[NASA] Les premiers dividendes du Commercial Crew
Ils sont chez eux, à la maison. Doug Hurley et Bob Behnken, après une drôle de journée en capsule, puis en bateau, puis en hélicoptère, puis à pied, puis en voiture, puis en jet de la NASA ont atterri à Houstonet rejoint leurs familles. C’était la fin d’un vol d’essai prolongé de plus de deux mois, qui s’est terminé heureusement de la meilleure façon qui soit : capsule intacte et équipage en bonne santé. Le chronomètre est déjà démarré avant la prochaine mission, alors il ne faudra laisser aucune erreur de côté…

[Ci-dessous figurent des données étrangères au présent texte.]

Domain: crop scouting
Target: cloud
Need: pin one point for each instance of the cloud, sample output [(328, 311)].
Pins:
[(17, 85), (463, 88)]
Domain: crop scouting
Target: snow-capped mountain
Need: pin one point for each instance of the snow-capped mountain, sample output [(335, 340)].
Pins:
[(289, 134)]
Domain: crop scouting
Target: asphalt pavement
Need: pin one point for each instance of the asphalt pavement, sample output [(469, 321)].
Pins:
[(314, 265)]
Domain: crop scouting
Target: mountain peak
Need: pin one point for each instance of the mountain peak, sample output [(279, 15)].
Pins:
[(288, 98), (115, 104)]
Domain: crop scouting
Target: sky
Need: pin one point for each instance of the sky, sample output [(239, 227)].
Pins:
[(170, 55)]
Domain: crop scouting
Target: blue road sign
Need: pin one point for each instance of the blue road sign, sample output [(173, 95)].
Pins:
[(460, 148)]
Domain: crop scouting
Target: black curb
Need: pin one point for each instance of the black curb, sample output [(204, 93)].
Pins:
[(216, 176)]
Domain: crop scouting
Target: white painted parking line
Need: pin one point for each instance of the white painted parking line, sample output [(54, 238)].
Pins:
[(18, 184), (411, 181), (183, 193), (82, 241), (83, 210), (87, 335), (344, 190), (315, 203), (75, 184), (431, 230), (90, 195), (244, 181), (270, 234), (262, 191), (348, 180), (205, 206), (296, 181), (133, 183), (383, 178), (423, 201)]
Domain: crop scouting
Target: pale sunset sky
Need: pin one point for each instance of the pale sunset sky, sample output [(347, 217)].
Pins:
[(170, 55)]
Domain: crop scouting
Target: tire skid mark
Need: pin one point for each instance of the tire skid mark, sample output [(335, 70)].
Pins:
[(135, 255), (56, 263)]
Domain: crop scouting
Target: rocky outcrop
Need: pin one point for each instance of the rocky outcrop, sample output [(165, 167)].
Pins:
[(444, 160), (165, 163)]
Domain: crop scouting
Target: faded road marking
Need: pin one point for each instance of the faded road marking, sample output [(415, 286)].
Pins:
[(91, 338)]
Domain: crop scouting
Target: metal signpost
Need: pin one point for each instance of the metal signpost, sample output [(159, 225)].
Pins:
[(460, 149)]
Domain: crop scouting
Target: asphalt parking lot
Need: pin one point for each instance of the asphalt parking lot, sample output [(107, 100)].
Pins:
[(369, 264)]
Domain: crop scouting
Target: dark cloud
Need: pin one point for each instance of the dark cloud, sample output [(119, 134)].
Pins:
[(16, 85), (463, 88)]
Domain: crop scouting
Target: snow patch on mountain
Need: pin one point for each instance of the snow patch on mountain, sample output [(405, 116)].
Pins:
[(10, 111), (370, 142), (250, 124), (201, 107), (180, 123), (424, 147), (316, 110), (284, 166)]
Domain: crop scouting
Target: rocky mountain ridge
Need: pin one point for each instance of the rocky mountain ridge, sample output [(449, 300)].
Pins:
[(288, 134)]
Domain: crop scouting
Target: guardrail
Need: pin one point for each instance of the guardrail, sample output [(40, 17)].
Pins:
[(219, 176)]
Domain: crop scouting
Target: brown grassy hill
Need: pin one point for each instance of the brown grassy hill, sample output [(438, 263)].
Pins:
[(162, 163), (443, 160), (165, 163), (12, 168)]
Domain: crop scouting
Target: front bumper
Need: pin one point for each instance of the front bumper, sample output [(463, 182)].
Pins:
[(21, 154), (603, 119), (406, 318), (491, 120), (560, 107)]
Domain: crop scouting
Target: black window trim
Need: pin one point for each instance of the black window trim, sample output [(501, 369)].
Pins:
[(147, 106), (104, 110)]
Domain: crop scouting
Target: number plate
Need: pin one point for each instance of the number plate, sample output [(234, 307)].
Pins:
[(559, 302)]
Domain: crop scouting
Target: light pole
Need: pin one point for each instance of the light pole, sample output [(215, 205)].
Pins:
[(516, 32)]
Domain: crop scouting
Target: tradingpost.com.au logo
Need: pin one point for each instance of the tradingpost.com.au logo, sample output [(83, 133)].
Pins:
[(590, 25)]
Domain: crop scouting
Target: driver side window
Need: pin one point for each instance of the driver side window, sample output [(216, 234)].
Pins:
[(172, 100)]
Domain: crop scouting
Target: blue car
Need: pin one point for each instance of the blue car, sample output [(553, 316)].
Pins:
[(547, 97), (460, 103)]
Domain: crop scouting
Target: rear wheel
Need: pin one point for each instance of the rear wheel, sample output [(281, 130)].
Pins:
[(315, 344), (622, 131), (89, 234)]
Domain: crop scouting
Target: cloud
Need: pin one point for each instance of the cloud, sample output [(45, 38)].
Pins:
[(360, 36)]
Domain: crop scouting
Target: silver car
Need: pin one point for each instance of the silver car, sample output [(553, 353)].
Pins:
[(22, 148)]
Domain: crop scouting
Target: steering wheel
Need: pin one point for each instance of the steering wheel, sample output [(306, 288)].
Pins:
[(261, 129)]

Un petit coup de peinture… Et ça repart ? Crédits NASA/B. Ingalls
DM-2 réussit son retour
On sentait que la NASA comme les équipes de SpaceX voulaient jouer, le plus possible, la prudence. De nombreux tests dans les derniers jours amarrés à l’ISS, d’autres essais après la fermeture des écoutilles, et puis un choix délicat du site d’amerrissage à cause de la saison des ouragans dans les caraïbes qui affecte beaucoup la Floride (et qui est en avance). L’ouragan Isaias (rétrogradé ensuite en tempête tropicale) restant sur la côte Est, les autorités ont décidé de choisir un site dans le Golfe du Mexique. Ce qui est, il faut bien l’avouer, bien pratique en comparaison d’un site d’atterrissage à terre ! Bref, tout le monde a pris des pincettes, y compris pour une trajectoire de retour en 18 heures, ce qui laissait un certain nombre d’orbites pour que Doug et Bob puissent se reposer avant leur amerrissage. Mais arrivé à un moment, il n’y a pas de mode « facile » pour rentrer dans l’atmosphère : il faut lancer la procédure de désorbitation, et espérer que tout se passe bien. Moins de 45 minutes avant leur amerrissage, la capsule Crew Dragon (baptisée Endeavour par les astronautes) s’est donc orientée avant de larguer son module de service, le « trunk » qui lui sert essentiellement pour la stabilité et pour quelques réservoirs, dont les ombilicaux sont coupés en même temps. Crew Dragon a ensuite encore tourné, pour se mettre nez en avant, et allumer ses propulseurs Draco pendant 11 minutes et 22 secondes, ce qui est très long mais tout à fait normal puisque ce sont simplement de petits propulseurs de manoeuvre. L’avantage, c’est qu’ils sont intégrés dans la capsule, ils seront donc réutilisés, car le nez est ensuite refermé et scellé pour la descente et la rentrée atmosphérique.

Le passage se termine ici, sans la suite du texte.